At the time, private equity firms were beginning to react to Warren’s legislation, and they weren’t happy about it.
The U.S. Chamber of Commerce declared the act would cost 6.2 million jobs.
Trump supporter and Labor Secretary nominee Andy Puzder wrote in the Wall Street Journal that “The senator is trying to set private equity up as a boogeyman to fear. Nothing could be further from the truth. Private equity is an overwhelmingly positive component of the free-enterprise system. It generates value for investors while creating jobs and wealth for a broad spectrum of individuals and entities.”
I should note here that I, together with reporter Evan Brandt of the Pottstown (PA) Mercury spoke at a press conference about The Stop Wall Street Looting Act. We described Alden’s gutting of its newspapers and the disastrous effects this had on communities served by the Digital First Media chain (officially known as MNG Enterprises).
The week the Smiths made their donations to Trump was also the week the Gannett and GateHouse newspaper chains merged, a bitter pill for Alden because its own takeover of Gannett was thwarted earlier in the year.
It’s hard to say what prompted this sudden interest in the president’s 2020 race considering Smith didn’t donate at all to Trump’s 2016 efforts. In fact, he seemed to support “anyone but Trump,” giving only a few smaller donations to Marco Rubio and Paul Ryan.
Could it be that Smith, like Puzder, fears that legislators’ efforts to make private equity more transparent are actually a conspiracy to “punish the successful?”
Puzder maintains that private equity’s goal is “always growth and value creation, not bankruptcy.”
But Alden’s track record — whether it takes over newspapers, shoe stores or pharmacies — proves otherwise.
The money for the attempted acquisition of Gannett — and now, Alden’s $9.2 million purchase of stock in the Lee Enterprises chain last month — didn’t come from Smith or Freeman’s pockets.
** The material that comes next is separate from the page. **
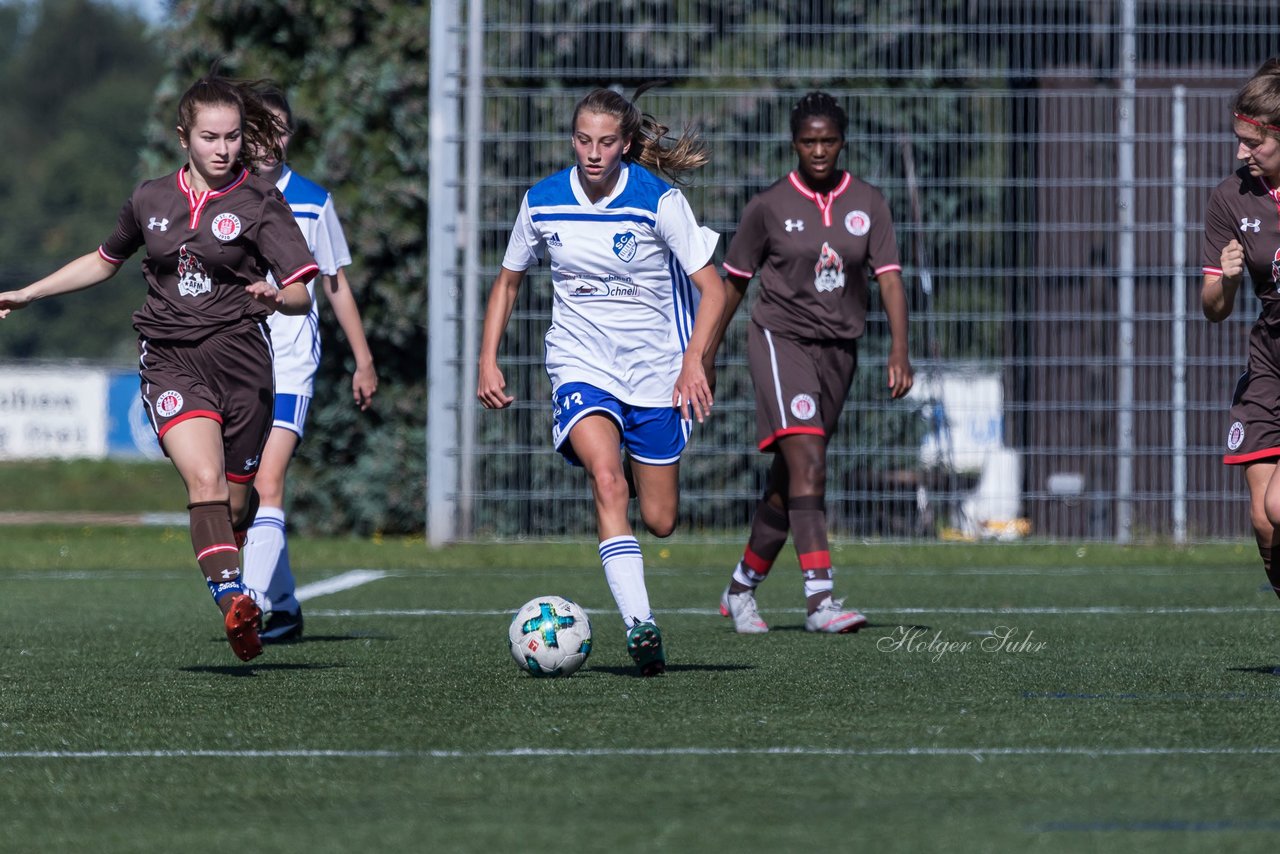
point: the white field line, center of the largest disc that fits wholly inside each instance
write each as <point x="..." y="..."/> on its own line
<point x="338" y="583"/>
<point x="1127" y="611"/>
<point x="519" y="753"/>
It was stripped directly from Digital First newspapers via two subsidiaries created by Alden: Strategic Investment Opportunities LLC and MNG Investment Holdings LLC. Hundreds of millions of dollars have been siphoned from the papers while newsrooms struggle with only a quarter of previous staffing levels and offices are sold out from under them.
This is not “growth and value creation.”
Instead, Alden’s “wealth extraction” strategy is expanding throughout the newspaper industry.
Now that it’s bought up a third of Tribune Publishing, Alden has finagled two board seats and within weeks, the company implemented mass buyouts.
Then on Monday, we learned that Tribune CEO Tim Knight is stepping down “in a sign that the Chicago Tribune may be moving closer to the apocalypse,” as Chicago media analyst Robert Feder put it.
And so one has to wonder — what benefits would another four years of Trump provide Alden? Because there certainly must be benefits — based on their record of the past seven years, Alden’s founders never conduct transactions that don’t personally benefit them.